Martin and I are talking about the semi-rare Ross's goose who lives at the lake year-round, keeping company with the domestic and Chinese geese.
Martin says Ross, as he calls the goose, is a good example of a certain type of Echo Park resident: one of a kind, came from somewhere else, got separated from its flock, landed here by accident and liked it, keeps odd company. That's the gist of how Martin described the goose, whose gender we don't know. It's a tiny thing, by goose standards, the size of a mallard duck, with delicate features, almost all white but with a flare of black tail feathers. Most Ross geese nest in the far northern reaches of Canada and in Alaska. This one now swims close to Martin and I, calmly taking a look.

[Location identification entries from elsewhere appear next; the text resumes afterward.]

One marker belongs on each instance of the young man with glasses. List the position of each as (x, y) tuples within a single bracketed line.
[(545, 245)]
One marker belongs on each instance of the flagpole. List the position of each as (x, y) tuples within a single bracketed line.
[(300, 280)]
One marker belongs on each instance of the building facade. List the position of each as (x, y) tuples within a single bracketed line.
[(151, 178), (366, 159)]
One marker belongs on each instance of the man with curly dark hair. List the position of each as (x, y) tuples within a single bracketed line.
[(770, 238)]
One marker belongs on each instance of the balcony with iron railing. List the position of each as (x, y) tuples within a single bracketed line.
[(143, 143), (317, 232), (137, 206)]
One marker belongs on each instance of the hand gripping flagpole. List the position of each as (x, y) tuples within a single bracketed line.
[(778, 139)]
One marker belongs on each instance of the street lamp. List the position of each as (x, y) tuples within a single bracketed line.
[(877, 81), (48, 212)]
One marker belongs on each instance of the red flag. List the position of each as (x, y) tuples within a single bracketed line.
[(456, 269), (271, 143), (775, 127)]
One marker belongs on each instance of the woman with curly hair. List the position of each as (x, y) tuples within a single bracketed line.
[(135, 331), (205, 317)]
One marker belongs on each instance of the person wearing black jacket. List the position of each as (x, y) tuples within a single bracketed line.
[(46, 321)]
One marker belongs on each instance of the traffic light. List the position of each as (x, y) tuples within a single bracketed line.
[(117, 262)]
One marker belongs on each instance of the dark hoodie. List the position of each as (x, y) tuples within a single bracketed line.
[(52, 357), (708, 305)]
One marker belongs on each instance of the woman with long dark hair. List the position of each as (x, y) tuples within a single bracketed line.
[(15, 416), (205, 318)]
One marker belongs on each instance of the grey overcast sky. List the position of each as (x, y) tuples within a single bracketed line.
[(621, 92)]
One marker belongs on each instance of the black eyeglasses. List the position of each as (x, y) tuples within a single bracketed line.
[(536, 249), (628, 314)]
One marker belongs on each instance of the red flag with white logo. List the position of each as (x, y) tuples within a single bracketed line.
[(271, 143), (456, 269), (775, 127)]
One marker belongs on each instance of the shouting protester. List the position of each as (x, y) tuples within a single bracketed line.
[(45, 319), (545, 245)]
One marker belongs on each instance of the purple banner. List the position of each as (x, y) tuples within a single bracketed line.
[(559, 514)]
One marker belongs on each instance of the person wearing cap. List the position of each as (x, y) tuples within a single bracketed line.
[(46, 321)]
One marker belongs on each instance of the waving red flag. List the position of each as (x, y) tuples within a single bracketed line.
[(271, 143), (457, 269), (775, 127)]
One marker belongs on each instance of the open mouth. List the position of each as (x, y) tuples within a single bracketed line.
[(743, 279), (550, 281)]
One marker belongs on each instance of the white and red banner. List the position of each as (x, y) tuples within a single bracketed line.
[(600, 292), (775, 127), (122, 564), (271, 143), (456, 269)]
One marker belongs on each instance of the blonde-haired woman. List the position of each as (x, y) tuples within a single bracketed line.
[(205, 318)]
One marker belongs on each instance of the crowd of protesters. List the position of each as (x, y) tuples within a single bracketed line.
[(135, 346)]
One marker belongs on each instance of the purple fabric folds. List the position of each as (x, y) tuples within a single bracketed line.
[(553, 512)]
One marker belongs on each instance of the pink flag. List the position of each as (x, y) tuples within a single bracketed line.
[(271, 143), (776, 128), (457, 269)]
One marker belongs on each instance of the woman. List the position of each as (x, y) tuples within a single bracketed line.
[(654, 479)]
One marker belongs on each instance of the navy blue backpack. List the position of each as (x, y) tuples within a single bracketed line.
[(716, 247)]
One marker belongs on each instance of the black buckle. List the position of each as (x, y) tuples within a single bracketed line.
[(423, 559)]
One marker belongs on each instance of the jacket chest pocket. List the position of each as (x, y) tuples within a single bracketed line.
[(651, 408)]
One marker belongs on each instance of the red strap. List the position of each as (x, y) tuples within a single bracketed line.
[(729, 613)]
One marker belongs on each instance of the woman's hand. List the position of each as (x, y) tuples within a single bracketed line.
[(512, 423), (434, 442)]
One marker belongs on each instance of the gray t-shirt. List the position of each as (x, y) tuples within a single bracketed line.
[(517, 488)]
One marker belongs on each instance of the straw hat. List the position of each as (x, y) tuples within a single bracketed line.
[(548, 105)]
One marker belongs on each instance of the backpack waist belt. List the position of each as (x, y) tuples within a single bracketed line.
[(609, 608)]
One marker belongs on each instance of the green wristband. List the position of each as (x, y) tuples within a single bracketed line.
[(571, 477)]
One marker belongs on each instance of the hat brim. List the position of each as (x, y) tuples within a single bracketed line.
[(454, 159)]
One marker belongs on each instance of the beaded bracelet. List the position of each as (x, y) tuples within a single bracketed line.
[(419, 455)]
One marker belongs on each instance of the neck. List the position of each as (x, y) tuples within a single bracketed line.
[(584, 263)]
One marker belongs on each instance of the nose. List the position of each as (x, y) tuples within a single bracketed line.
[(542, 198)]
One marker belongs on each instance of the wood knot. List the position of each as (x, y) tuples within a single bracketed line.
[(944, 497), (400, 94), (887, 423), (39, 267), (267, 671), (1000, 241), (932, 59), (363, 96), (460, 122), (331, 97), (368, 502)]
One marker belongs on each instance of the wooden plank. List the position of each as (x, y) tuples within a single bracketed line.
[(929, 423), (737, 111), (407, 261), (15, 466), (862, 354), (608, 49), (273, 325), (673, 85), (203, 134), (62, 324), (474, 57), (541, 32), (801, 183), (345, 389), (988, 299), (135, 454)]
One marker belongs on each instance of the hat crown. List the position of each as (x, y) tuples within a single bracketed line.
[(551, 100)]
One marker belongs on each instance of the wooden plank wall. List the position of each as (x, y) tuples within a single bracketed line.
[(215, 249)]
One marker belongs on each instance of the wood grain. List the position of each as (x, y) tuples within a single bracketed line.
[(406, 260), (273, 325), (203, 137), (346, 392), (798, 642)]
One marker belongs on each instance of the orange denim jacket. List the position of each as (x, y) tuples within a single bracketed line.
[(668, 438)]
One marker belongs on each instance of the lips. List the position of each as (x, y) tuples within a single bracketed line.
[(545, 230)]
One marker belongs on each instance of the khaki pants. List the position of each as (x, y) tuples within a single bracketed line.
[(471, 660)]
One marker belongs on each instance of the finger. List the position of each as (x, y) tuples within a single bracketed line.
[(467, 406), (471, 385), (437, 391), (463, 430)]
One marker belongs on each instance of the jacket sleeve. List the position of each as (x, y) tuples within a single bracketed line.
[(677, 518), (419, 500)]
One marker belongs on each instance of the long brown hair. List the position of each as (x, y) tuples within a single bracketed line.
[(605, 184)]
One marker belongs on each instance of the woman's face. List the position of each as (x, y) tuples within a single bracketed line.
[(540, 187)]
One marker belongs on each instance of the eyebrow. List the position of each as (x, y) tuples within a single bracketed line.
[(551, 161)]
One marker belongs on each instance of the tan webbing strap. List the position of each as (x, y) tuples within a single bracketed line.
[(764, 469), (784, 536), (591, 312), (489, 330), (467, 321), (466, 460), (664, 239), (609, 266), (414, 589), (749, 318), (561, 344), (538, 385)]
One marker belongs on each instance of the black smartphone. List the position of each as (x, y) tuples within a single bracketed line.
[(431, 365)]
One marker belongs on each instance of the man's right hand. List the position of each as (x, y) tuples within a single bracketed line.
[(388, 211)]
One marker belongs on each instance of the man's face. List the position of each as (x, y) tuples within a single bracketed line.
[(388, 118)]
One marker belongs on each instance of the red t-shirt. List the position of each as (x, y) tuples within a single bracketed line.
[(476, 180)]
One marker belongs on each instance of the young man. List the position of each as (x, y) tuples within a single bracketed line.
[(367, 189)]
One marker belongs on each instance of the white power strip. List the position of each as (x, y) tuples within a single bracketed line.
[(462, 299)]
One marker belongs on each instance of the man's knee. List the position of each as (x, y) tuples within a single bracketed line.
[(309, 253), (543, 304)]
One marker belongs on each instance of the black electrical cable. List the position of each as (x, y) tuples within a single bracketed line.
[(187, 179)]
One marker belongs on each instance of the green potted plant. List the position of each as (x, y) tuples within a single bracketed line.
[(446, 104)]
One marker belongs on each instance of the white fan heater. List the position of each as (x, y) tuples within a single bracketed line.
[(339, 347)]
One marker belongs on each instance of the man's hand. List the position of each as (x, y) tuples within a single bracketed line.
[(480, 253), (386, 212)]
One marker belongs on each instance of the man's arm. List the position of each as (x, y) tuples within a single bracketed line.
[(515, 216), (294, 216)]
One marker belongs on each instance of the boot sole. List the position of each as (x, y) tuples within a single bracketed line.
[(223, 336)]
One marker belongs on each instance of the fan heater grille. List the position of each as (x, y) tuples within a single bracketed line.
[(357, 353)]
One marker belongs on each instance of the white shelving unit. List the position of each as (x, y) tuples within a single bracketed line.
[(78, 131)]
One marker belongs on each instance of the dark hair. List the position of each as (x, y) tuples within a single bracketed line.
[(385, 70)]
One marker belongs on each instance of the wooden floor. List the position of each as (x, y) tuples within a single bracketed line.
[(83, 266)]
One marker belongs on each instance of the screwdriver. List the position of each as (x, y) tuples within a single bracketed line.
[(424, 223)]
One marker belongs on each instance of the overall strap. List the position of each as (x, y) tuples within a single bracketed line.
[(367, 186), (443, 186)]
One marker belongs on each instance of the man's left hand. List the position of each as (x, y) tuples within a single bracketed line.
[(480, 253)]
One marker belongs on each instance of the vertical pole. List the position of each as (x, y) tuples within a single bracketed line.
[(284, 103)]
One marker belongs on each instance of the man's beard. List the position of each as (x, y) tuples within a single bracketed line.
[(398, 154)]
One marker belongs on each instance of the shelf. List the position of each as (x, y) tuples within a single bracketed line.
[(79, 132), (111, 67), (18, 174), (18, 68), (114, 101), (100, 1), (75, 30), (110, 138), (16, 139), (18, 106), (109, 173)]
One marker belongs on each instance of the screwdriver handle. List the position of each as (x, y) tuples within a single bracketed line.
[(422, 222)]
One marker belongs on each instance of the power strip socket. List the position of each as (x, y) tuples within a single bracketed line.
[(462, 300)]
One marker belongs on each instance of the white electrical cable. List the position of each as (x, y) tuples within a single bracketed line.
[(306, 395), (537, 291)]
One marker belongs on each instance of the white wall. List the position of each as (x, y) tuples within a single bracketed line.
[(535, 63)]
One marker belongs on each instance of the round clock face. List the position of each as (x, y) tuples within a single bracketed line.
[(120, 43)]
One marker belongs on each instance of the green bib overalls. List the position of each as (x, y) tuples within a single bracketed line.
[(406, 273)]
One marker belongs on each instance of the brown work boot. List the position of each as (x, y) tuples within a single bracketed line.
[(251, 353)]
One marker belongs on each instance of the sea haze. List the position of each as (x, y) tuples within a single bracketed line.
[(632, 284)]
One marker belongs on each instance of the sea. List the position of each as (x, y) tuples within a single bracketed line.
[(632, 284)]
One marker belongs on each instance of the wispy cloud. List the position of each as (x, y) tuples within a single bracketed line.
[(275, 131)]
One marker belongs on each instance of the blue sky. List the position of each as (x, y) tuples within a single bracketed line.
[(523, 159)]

Then Martin spots a night-crowned heron fishing on the cement bank of the lake, the second heron we've seen. A few minutes earlier we walked underneath a great blue heron that was sitting high in a eucalyptus tree, its neck curled close to its body. I've seen it before, on the island, which, though connected to the "mainland" of the park by a gated bridge, is off limits to most humans. Martin believes there is a heron nest in the park somewhere, and a few moments later we see a brown speckled heron juvenile.
Like myself, Martin worries that the Prop. O-funded cleanup of the lake will upset the very specific ecosystem here.
The level of activity at 7-something a.m. is much higher than it is at noonish, the hour at which I have usually seen the lake. Cormorants are fishing, the ducks are swimming faster, turtles are not yet sunning. The sun has not yet dried the grass, and so no people practise guitar, play chess or lounge or sleep. The pigeons and other birds are not yet napping. The grebes are busy, but they always seem busy, even at high noon.
Martin has been told by a parks and rec person that the lake is home to some ancient large bass -- huge things that eat the other fish (which are stocked for recreational fishing) and are big enough to eat ducklings on ocassion. People fish for the bass but rarely catch them.
At the lotus bed Martin and I both marveled that there are still blossoms, even a few buds, this late in the season. The other day I counted fourteen. (I had said to myself that if I counted twenty I would blog them.) There are thousands (or at least many hundreds) of pods getting ready to drop. They look like brown shower heads, and they also remind me of radio receivers, tilted or upright, tuned to the music of every direction.
I have been hoping to see a particular mated pair of ducks: the male is black with a large tuft on his head, and the female is white with crisp brown patches. I usually spot them near the island. A friend of Martin's named them Hairdo and Dulce. Today Martin and I see two other black ducks with tufts, but no sign of the pair. Perhaps we'd have met them had we walked counterclockwise.